The bond market provided some respite from equity losses. Investors sought refuge in bonds as concerns over economic growth, ongoing trade disputes, and potential stagflation increased. The 10-year U.S. Treasury yield ended the quarter at 4.23%, down from 4.58% at the beginning of the year. Bonds continued to rally in April, as investors continued the flight to quality and the likelihood of multiple Federal Reserve interest rate cuts increased. This changed after the tariff announcement when the long end of the curve sold off significantly due to fears around the stability of the US economy sending the 10-year yield briefly above 4.5%.

The Fed and Looking Ahead

As expected, the Federal Open Market Committee voted to keep interest rates unchanged at 4.25%–4.50% during its March meeting. However, the committee warned that economic growth may slow in 2025, while inflation could exceed prior expectations. At the time, markets anticipated two rate cuts in the second half of the year, but Chairman Powell emphasized the Fed’s readiness to act should conditions deteriorate further. The April 2 tariffs have only heightened these concerns. Economists now estimate that tariffs could add between 0.5% and 1.5% to inflation, while reducing U.S. GDP by a similar margin and increasing unemployment. As a result, markets are now pricing in four rate cuts in 2025, with the first potentially arriving as soon as May. Still, the Federal Reserve faces a policy dilemma: monetary easing may support growth and employment, but is ill-suited to combat tariff-driven inflation, while tightening to contain inflation risks worsening an economic slowdown.

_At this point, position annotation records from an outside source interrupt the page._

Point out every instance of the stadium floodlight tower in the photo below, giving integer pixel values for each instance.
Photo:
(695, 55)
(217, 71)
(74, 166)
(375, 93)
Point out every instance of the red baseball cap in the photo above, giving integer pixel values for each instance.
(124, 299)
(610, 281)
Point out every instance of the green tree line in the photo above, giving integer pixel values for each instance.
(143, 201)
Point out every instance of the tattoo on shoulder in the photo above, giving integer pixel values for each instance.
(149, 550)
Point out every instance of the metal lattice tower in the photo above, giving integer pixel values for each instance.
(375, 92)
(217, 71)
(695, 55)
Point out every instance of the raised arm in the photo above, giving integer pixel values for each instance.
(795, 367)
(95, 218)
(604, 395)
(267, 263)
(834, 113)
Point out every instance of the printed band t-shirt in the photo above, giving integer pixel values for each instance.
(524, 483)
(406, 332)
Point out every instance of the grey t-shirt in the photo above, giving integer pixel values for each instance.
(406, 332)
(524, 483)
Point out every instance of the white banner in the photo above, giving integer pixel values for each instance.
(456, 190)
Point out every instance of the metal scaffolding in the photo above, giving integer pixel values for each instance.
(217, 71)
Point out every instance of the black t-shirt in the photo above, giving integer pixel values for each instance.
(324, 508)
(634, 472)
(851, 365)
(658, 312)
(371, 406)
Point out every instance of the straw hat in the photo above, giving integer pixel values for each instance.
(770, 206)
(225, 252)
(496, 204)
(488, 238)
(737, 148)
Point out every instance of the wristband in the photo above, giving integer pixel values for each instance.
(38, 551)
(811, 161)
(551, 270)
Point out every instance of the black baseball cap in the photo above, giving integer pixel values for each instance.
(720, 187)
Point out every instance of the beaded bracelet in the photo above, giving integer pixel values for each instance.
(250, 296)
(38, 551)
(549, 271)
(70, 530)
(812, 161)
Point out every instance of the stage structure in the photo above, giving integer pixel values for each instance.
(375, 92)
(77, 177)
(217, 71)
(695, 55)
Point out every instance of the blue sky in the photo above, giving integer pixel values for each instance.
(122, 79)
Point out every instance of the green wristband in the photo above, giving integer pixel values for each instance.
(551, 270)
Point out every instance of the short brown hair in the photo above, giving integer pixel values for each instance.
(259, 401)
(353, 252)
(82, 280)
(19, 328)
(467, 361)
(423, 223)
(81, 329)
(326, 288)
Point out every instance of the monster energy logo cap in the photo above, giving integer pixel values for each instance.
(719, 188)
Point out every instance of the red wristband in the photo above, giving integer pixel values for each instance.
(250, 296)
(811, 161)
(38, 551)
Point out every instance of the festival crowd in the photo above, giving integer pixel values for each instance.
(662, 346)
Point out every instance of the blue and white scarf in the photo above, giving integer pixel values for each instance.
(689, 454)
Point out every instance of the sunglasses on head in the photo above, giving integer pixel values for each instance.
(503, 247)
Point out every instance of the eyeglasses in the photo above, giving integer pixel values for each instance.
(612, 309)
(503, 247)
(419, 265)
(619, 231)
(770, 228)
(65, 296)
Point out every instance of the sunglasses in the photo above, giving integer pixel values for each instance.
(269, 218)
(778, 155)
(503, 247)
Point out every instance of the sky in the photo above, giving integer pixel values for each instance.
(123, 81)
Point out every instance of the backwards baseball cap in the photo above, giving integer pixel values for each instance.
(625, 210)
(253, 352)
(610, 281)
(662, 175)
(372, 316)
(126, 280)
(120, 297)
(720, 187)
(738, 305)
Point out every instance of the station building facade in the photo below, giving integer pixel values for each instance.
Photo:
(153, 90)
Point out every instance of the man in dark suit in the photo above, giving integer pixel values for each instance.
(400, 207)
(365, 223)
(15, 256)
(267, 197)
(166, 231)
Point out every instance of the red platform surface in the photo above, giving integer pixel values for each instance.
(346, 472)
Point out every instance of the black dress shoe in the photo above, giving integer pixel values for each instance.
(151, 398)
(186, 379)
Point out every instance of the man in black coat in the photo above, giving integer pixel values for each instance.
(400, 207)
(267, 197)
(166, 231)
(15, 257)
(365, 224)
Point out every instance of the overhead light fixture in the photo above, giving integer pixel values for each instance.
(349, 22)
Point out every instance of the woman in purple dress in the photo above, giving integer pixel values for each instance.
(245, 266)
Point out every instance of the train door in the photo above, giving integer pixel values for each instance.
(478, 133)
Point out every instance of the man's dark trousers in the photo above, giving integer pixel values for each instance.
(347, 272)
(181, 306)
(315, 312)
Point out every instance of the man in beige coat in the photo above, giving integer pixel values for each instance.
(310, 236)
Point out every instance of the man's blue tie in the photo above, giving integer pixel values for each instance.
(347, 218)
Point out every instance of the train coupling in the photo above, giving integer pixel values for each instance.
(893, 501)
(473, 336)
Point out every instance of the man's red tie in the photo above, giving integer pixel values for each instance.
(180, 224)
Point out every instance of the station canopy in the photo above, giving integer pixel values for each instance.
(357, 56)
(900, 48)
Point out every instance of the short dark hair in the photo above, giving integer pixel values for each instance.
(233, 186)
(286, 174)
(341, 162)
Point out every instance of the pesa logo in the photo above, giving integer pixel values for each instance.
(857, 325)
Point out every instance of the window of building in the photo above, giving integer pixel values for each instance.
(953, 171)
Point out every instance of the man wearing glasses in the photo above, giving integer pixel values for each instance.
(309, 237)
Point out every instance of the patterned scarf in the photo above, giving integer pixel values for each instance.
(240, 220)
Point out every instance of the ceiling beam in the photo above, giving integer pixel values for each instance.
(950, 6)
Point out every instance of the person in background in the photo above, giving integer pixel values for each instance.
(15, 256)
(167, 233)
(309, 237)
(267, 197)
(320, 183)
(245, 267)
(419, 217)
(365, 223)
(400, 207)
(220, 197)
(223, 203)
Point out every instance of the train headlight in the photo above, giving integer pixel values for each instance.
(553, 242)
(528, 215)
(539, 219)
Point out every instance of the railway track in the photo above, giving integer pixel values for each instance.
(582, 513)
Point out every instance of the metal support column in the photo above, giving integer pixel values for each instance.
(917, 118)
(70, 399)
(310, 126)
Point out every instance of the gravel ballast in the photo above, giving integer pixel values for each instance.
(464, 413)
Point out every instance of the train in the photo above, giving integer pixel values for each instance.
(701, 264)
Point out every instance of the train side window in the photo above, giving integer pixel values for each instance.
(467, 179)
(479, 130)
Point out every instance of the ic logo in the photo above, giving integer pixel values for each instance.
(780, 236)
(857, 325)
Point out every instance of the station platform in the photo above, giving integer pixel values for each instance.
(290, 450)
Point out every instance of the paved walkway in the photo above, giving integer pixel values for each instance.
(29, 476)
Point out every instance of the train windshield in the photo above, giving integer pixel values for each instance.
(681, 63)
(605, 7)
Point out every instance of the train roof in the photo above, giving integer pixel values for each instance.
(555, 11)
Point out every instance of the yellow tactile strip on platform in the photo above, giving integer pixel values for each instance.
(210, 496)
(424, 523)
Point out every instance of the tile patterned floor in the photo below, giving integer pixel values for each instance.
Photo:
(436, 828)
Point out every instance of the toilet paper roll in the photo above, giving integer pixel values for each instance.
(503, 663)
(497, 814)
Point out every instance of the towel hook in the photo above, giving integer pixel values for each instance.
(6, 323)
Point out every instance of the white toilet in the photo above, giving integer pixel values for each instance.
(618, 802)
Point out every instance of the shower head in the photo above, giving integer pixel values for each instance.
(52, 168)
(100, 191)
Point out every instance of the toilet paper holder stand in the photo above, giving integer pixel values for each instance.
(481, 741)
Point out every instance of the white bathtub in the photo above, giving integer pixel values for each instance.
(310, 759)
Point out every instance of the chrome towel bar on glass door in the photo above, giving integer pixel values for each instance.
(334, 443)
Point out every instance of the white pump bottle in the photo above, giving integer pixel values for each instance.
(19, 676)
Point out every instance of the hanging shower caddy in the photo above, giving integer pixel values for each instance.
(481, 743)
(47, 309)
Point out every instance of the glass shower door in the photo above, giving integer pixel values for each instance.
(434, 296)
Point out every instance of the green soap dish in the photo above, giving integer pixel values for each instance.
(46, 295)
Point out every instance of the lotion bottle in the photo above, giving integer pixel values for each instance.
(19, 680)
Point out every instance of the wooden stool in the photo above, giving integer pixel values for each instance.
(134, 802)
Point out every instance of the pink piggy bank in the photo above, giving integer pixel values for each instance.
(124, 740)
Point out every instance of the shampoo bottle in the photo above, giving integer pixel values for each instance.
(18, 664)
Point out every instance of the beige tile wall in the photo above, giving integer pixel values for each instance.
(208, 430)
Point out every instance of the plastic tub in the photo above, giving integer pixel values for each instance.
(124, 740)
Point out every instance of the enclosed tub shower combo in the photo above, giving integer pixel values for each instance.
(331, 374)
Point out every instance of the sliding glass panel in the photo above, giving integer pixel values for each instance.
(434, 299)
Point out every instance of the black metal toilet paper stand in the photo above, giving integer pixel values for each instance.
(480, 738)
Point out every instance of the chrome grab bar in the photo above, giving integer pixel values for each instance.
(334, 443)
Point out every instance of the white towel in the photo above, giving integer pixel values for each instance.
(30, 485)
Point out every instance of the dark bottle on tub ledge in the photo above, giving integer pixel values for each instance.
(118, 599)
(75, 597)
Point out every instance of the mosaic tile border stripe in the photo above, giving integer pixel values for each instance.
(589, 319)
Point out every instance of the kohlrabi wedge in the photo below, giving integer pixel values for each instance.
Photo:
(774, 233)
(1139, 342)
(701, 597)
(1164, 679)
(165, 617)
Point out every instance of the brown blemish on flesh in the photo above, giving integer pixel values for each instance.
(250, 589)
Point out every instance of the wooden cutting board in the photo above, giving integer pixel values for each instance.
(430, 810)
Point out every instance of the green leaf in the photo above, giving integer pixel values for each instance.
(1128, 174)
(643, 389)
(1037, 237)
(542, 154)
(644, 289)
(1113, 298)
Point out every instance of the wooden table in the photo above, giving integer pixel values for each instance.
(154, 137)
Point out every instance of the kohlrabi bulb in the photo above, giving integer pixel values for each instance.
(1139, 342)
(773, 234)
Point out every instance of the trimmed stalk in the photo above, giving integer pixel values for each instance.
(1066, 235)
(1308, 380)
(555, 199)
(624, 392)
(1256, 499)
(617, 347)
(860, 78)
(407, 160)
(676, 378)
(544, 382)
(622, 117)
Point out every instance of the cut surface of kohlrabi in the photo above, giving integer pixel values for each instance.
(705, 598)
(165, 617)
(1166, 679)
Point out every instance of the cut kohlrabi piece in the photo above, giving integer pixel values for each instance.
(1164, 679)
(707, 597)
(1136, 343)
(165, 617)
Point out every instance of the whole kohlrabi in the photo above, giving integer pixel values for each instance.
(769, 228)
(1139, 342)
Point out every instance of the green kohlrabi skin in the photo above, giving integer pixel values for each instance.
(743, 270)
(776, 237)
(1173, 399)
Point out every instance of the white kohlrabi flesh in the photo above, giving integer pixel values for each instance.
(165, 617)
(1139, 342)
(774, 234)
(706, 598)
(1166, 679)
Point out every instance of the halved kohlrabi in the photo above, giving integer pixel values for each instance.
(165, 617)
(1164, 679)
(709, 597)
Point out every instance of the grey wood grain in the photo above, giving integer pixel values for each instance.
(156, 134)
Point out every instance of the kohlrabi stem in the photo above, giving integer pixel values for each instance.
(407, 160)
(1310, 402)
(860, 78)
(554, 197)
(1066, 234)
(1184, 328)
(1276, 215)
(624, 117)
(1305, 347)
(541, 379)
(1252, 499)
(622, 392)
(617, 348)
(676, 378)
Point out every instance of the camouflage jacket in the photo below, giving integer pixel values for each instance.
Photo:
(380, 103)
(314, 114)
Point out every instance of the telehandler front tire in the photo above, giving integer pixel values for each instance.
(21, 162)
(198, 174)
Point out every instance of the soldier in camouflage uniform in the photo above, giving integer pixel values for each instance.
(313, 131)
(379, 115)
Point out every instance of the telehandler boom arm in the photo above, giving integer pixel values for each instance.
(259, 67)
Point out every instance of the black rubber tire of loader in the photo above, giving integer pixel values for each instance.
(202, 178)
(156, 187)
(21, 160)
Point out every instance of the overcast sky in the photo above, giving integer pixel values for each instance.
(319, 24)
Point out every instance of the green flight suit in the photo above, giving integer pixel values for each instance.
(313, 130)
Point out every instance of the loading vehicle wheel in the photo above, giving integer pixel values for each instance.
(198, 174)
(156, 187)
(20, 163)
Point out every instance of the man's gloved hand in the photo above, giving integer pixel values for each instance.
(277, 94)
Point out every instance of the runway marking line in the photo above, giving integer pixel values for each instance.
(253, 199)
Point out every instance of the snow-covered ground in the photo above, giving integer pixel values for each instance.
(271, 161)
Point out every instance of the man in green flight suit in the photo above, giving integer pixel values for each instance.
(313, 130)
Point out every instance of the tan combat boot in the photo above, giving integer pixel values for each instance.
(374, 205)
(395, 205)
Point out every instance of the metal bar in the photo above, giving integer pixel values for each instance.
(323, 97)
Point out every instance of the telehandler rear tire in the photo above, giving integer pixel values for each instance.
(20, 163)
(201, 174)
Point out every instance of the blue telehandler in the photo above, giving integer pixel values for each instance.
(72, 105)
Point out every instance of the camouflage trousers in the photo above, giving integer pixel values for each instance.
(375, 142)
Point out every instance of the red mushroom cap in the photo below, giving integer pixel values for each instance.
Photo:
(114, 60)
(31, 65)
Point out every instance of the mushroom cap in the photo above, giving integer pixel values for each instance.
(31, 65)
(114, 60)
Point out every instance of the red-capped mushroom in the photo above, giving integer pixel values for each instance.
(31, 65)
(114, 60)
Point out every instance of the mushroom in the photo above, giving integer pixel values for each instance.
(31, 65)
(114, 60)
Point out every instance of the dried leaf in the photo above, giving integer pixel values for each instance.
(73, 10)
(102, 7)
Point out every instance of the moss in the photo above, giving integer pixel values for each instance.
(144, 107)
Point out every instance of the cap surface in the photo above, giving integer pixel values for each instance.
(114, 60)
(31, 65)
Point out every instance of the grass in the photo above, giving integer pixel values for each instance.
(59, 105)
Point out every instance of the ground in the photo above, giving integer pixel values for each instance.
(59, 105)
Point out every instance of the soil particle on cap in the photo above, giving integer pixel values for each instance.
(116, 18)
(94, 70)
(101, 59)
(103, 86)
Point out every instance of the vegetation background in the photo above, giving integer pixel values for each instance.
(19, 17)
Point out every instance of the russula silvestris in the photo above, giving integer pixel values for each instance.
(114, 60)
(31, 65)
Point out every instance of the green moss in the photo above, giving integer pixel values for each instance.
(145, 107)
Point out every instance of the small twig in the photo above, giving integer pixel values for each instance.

Volatility Corner – “Liberation Day”

The April 2nd “Liberation Day” tariff announcements triggered a sharp sell-off in global stock markets and fueled a dramatic spike in equity market volatility. As shown below, this marks the second time in less than a year that the CBOE Volatility Index (VIX) has surged above 60, underscoring the market’s heightened sensitivity to trade policy shifts.

As we noted following the August spike, the journey from 15 to 65 on the VIX and back to 15 occurred over just 18 trading days, during which the S&P 500 dropped nearly 10% before rallying to a new all-time high by mid-September. Unlike the well-defined causes of the August disruption—primarily the unwind of Yen carry and index dispersion trades—we suspect this time may be different.

One of the critical dynamics we are monitoring is the shape of the VIX futures term structure and the spread between the spot VIX and those futures contracts. Typically, when equity markets are bullish, the term structure slopes upward, with the spot VIX sitting below all of the contracts. However, as shown below, the futures are currently in backwardation (downward sloping), with the spot VIX trading at a significant premium. While an equity market rebound is possible from current levels, the term structure must return to a more normalized state before we can sound the “all-clear.”

Maintaining a diversified portfolio across asset classes remains essential for navigating today’s market volatility. Staying invested and avoiding reactionary decisions during periods of uncertainty continues to be a cornerstone of long-term success, particularly as geopolitical tensions and heightened tariff uncertainties play out.

Each investor's risk tolerance and objectives are unique, so we encourage you to consult with your financial advisor, especially during these turbulent times, to assess how this information might affect your overall investment strategy.